There should be no mystery about what he has in mind. Over the past four months, the Fed has put more than $600 billion of new reserves into the private sector, using them to discount—lend against—a wide variety of securities held by a variety of financial institutions.
Why do I describe this as an action to stimulate spending? Financial markets are in the grip of a “flight to quality”. Everyone wants to get into government-issued and government-insured assets, for reasons of both liquidity and safety. Individuals have tried to do this by selling other securities, but without an increase in the supply of “quality” securities, these attempts do nothing but drive down the prices of other assets. The only other action people can take as individuals is to build up their stock of cash and government-issued claims to cash by reducing spending. This reduction is a main factor in inducing or worsening the recession. Adding directly to reserves—the ultimate liquid, safe asset—adds to supply of “quality” and relieves the perceived need to reduce spending.
When the Fed wants to stimulate spending in normal times, it uses reserves to buy treasury bills in the federal funds market, reducing the funds’ rate. But as the rate nears zero, treasury bills become equivalent to cash, and such open-market operations have no more effect than trading a $20 bill for two $10s. There is no effect on the total supply of “quality” assets.
A dead end? No. The Fed can satisfy the demand for quality by using reserves—or “printing money”—to buy securities other than treasury bills. This is how the $600 billion got into the private sector.
This expansion of Fed lending has not violated the constraint that “the” interest rate cannot be less than zero, nor will it do so in the future. There are thousands of different interest rates out there and the yield differences among them have grown dramatically in recent months.
Could the $600 billion in new reserves be called a bailout? In a sense, yes: The Fed is lending on terms that private banks are not willing to offer. They are not searching for underpriced “bargains” on behalf of the public, nor is it their mission to do so. Their mission is to provide liquidity to the system by acting as lenders of last resort. We don’t care about the quality of the assets the Fed acquires in doing this. We care about the quantity of its liabilities.
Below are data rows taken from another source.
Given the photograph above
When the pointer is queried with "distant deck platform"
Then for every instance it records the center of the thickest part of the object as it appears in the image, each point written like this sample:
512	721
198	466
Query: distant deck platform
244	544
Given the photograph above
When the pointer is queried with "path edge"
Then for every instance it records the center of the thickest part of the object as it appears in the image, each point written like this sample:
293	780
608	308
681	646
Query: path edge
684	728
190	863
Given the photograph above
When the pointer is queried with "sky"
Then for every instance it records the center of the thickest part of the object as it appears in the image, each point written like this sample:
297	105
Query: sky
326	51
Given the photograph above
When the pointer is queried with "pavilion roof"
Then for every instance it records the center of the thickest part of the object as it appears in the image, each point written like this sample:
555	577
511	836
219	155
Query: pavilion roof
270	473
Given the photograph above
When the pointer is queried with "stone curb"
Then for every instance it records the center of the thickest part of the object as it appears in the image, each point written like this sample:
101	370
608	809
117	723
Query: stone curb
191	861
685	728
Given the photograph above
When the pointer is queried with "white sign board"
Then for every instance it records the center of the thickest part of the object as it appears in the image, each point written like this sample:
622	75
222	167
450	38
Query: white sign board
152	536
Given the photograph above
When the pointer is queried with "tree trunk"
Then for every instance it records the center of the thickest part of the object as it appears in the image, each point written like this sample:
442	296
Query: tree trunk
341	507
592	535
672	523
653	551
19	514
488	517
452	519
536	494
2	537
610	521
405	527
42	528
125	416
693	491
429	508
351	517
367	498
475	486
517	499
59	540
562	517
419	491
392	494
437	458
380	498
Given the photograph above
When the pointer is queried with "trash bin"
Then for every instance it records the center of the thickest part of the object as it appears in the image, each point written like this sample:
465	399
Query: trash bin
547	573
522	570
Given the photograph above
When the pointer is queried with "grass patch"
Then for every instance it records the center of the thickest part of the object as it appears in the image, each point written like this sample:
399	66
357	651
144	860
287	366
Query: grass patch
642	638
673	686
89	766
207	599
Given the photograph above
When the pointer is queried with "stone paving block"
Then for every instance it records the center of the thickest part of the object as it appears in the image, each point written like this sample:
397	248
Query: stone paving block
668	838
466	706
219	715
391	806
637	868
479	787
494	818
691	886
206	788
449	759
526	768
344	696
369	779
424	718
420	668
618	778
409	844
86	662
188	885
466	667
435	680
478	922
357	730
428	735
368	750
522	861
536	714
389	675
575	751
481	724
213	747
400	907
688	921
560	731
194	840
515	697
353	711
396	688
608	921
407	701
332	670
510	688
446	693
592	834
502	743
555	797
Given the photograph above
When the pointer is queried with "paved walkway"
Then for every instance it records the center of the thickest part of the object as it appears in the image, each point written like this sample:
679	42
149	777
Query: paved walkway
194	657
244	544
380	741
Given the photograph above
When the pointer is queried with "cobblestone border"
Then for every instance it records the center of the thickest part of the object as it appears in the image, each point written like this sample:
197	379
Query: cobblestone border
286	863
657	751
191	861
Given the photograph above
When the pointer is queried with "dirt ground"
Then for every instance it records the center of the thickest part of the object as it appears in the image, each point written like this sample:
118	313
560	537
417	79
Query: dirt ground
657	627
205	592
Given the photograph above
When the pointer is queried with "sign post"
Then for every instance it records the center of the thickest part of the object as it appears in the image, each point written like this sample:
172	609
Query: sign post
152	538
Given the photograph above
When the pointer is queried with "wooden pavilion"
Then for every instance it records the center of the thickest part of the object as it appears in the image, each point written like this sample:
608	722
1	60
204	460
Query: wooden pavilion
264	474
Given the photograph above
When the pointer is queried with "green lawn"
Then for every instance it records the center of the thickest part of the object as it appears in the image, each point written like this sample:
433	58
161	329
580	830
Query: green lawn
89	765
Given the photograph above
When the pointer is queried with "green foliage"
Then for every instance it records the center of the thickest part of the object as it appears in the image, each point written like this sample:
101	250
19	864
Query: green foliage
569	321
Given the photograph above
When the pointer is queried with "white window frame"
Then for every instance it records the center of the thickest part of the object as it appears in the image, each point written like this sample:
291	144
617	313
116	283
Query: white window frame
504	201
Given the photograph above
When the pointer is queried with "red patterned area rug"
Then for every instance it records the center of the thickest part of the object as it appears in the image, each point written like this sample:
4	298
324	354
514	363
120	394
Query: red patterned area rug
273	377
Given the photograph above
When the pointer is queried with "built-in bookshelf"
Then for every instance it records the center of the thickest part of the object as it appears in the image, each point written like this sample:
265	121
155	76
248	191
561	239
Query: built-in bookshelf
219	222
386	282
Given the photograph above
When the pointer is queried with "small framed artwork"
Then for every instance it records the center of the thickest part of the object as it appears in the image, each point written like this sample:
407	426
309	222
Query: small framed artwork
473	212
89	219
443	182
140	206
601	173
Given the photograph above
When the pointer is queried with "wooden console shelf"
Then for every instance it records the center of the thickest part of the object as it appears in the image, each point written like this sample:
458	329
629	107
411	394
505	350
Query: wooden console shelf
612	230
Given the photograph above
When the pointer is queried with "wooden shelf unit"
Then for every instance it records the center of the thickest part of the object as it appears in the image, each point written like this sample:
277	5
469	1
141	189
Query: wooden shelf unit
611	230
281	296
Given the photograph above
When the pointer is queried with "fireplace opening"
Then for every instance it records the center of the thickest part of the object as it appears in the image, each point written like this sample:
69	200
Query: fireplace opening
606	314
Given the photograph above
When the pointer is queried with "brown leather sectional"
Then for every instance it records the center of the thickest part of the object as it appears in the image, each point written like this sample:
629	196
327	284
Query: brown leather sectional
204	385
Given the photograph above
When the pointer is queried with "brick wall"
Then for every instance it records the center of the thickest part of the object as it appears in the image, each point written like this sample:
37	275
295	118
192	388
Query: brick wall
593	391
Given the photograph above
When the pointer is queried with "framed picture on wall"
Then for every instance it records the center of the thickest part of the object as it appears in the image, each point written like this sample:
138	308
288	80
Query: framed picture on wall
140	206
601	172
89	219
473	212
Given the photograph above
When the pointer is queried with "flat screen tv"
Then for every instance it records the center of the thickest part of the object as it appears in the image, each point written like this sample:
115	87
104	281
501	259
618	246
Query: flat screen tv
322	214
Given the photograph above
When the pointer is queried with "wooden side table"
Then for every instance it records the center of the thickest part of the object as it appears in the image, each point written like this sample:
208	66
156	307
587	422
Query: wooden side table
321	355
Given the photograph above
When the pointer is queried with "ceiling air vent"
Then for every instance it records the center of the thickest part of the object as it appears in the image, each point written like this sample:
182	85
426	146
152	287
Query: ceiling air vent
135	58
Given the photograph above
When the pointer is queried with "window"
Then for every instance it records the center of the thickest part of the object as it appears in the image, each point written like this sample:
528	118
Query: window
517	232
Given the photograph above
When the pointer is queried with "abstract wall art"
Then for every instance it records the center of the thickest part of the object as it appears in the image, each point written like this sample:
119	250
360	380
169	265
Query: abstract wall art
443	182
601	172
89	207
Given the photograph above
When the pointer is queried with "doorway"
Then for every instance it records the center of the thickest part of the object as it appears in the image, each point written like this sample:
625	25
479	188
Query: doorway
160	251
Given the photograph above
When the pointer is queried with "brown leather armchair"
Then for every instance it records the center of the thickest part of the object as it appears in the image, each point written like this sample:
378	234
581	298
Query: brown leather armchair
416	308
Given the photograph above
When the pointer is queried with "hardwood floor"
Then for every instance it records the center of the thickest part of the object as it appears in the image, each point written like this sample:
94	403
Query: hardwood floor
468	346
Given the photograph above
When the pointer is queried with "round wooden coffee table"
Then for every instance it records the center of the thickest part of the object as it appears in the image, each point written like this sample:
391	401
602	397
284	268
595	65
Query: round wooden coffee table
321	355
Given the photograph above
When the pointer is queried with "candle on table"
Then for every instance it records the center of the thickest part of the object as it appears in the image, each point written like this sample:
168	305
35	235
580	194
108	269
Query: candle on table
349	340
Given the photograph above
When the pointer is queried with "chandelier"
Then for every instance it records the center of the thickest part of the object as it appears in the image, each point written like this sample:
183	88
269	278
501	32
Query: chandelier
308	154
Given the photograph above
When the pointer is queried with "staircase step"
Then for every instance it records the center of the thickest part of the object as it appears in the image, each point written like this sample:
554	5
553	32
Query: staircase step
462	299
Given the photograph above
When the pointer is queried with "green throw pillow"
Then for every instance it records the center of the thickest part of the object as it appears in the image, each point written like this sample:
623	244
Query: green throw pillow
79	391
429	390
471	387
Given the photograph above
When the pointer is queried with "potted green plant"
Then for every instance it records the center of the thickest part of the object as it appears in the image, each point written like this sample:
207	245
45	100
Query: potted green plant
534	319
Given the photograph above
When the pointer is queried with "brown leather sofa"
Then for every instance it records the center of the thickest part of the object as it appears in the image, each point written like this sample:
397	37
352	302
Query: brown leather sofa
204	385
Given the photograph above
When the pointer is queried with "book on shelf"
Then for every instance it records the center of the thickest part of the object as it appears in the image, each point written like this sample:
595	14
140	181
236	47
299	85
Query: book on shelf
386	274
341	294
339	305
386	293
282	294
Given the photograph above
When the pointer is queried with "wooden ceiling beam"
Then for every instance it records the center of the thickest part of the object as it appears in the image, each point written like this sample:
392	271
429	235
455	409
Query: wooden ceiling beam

There are many ways to stimulate spending, and many of these methods are now under serious consideration. How could it be otherwise? But monetary policy as Bernanke implements it has been the most helpful counter-recession action taken to date, in my opinion, and it will continue to have many advantages in future months. It is fast and flexible. There is no other way that so much cash could have been put into the system as fast as this $600 billion was, and if necessary it can be taken out just as quickly. The cash comes in the form of loans. It entails no new government enterprises, no government equity positions in private enterprises, no price fixing or other controls on the operation of individual businesses, and no government role in the allocation of capital across different activities. These are important virtues.